The flowsheets of the considered configurations of ISCC plants are given in Figs. 1 and 2. The system is composed of a triple-
pressure NGCC coupled with a PTC solar field and a solar steam generator (SSG) modeled in the Mathcad® environment. The NGCC
plant is composed by a topping gas turbine unit (GT) type M701F4 (Mitsubishi heavy industry) and a bottoming steam Rankine cycle.
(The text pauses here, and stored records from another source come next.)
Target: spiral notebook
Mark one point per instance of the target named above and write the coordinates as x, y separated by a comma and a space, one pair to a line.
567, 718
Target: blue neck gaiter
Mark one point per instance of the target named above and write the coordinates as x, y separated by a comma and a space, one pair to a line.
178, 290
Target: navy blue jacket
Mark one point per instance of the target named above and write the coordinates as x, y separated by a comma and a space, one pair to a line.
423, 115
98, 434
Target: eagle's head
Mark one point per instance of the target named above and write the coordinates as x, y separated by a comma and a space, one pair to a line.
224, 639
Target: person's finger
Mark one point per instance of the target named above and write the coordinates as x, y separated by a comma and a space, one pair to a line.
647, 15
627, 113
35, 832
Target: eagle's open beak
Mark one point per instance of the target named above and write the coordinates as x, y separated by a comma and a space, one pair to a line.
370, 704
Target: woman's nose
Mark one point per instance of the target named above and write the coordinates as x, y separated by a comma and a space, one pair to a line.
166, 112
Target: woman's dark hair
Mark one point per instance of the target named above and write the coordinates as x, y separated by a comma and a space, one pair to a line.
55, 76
The bottoming steam cycle consists of a steam turbine (ST) unit divided into three stages: the high-pressure turbine stage (HPT), the
intermediate-pressure stage (IPT) and the low-pressure turbine stage (LPT). The steam turbine connected to a triple-pressure heat
recovery steam generator (HRSG) with one reheat at the intermediate pressure stage. The output power of the NGCC is 503 MWe with
a net thermal efficiency of 58.75% at nominal conditions. All technical and design parameters for the NGCC and HRSG of the steam
cycle shown in Table 1.
The working principle of the ISCC plant is derived from the NGCC power plant, where the exhaust gases with high temperature
from the gas turbine pass through the HRSG to generate superheated/saturated steam that used to drive the steam turbine. The solar
energy collected by the solar field is used to generate an additional amount of steam through the SSG to supplement the steam being
generated in the HRSG. The steam generated in SSG and fed into the HRSG of the NGCC plant allowing for two different integration
strategies modes: power boosting and fuel saving mode. The former is considered when the additional solar steam increasing the
NGCC power output while maintaining constant fuel input, the later when solar steam is used to reducing natural gas consumption
while keeping power output constant [9].
In the present study power boosting mode is considered for two cases of integration between PTC solar field and NGCC power
plant at IP stage (ISCC–I, Fig. 1) and HP stage (ISSC-II, Fig. 2). During periods of solar activity, apart the feed water from the HRSG is
sent to SSG, in which water is heated and transferred into saturated/superheated steam. The resulting steam is returned to HRSG,
where it overheats to the parameters required for supply to the steam turbine cycle, see Figs. 1 and 2 [10,11]. These configuration
circuits provide an increase in the flow rate of the generated steam, and, as a consequence, the increase in power realized in the NGCC
power plant. During periods of relatively low solar activity due to cloudiness and at night, the ISCC unit operates as a conventional
combined-cycle plant.
According to the flow diagram of ISCC-I shown in Fig. 1, the PTC solar field heats thermal oil “TherminolVP-1” to a temperature
limited to a level of about 400 °C, which is then sent through a series of shell-and-tube heat exchangers (SSG). The SSG receives part
of the preheated feed water (steam) from the intermediate pressure economizer (IPE) in the HRSG and returns superheated steam at
378 °C, which is mixed with the IP steam coming out of the IP superheater (IPSH) circuit. The mixture is reheated to the final
conditions of the IP steam turbine to approximately 540 °C in the reheater. The flow diagram of ISCC-II shown in Fig. 2 represents the
integration of solar steam in the HP circuit of HRSG, in this case a fraction of the generated steam in the HP economizer I (HPE_I) is
sent to SSG for superheating to approximately 378 °C outside the HRSG, while the maintaining part is evaporated in the HRSG. The
superheated steam from SSG returns back to the HRSG, where it is mixed with HP steam coming out of the HP evaporator circuit. The
mixture of two streams is then farther superheated in the HP superheater to approximately 560 °C before entering the HP turbine.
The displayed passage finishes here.